The next few hours are a bit of a blur as it all felt quite full-on. I realised a little while in that I wasn’t actually sprawled out donning a bikini in a pool like I had requested, as it turns out the two pools were already taken by some other birthing bitches, so I had to make do with a crappy little bed which was home to various ungodly positions whilst I tried to make myself feel less pain. As much as I was told I was dealing with the whole experience seriously well and in a quiet, non-screamy manner, and the midwives and my birthing partners reassured me I was making great progress, I do remember a split second not long before the pushing part where I thought to myself, ‘I feel like I could die. I know I won’t, but I feel like I could‘. I think it was around that moment that I asked about pain relief, but the midwives lied and told me it was too late, knowing full well I didn’t really want pain relief and that I was getting through it OK without.
My ‘birth plan’ was to have gas and air, but to avoid all other drugs if possible, but after a few sucks of the G&A here and there, it made me feel worse rather than better, and I didn’t feel like I could concentrate on regulating my breathing or general birth-giving whilst using it (I’ve always been terrible at multi-tasking), so kept flinging it back to Mr B and Mum when I got fed up of holding the thing.
I do need to mention how amazing my mum and Mr B were; they gave me just the right amount of sympathy, support and encouragement whilst knowing when to back off- at least most of the time anyway. There was the occasional instance where I had to bat their annoying little hands away for stroking my face way too much or invading my personal space for a touch too long. Mr B even endured projectile vomit all over him numerous times; what a rock star.
I pushed Dexter out in 34 minutes, which I’m told isn’t bad going. I can’t even describe the sensation of pushing a human out from down there, or the feeling of their head between your legs, but I can tell you that I just went for it. I’d watched too many episodes of One Born Every Minute to know not to let this thing drag on too long. I paused when the midwives advised me to, and went all in when my body told me so. I said to myself that the harder I push the quicker I would meet my baby and the safer he would be.

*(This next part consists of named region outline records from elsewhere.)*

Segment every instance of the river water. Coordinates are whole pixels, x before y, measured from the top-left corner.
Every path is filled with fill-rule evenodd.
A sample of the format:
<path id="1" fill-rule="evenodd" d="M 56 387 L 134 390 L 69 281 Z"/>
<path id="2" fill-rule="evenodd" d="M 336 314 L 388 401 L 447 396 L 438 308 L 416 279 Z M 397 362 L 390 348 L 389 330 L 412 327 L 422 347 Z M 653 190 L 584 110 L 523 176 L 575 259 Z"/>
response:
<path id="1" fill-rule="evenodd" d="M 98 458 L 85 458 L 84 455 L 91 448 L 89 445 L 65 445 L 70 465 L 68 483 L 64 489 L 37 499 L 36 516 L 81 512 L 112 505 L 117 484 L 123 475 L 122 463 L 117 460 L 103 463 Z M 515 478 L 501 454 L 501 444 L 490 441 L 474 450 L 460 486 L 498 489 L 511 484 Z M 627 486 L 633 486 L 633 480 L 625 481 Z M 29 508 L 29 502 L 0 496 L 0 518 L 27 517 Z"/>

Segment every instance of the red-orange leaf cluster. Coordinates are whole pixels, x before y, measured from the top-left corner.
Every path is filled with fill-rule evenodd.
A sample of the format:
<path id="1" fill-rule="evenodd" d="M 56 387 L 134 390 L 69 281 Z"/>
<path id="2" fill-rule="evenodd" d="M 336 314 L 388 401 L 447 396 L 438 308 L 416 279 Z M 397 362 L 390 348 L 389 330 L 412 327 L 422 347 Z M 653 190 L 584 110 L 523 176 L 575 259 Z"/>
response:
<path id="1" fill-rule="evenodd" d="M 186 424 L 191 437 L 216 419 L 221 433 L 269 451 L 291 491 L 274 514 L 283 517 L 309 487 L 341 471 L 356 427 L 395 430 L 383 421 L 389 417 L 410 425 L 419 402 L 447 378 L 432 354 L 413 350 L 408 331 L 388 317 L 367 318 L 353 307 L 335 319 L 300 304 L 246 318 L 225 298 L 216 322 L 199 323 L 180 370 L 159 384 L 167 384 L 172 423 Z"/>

And it worked, so I’m not afraid to say I’m pretty proud of myself for that.
What came afterwards was love and relief and disbelief, and a million other raw emotions in between. What also came afterwards was an hour of intimate stitching and a hospital room and en-suite which looked like a massacre had taken place. There was blood literally everywhere, and the bathroom was like a scene out of a horror movie. I’m sure my bits were too if it took them an hour to tidy them up. I actually used more of the gas and air whilst getting the stitches than I did any of the actual labour, and by this point it must have had time to build up and take effect as I remember feeling totally out of it and saying to the room “I haven’t been this drunk in nine months!” which everyone thought was hilarious.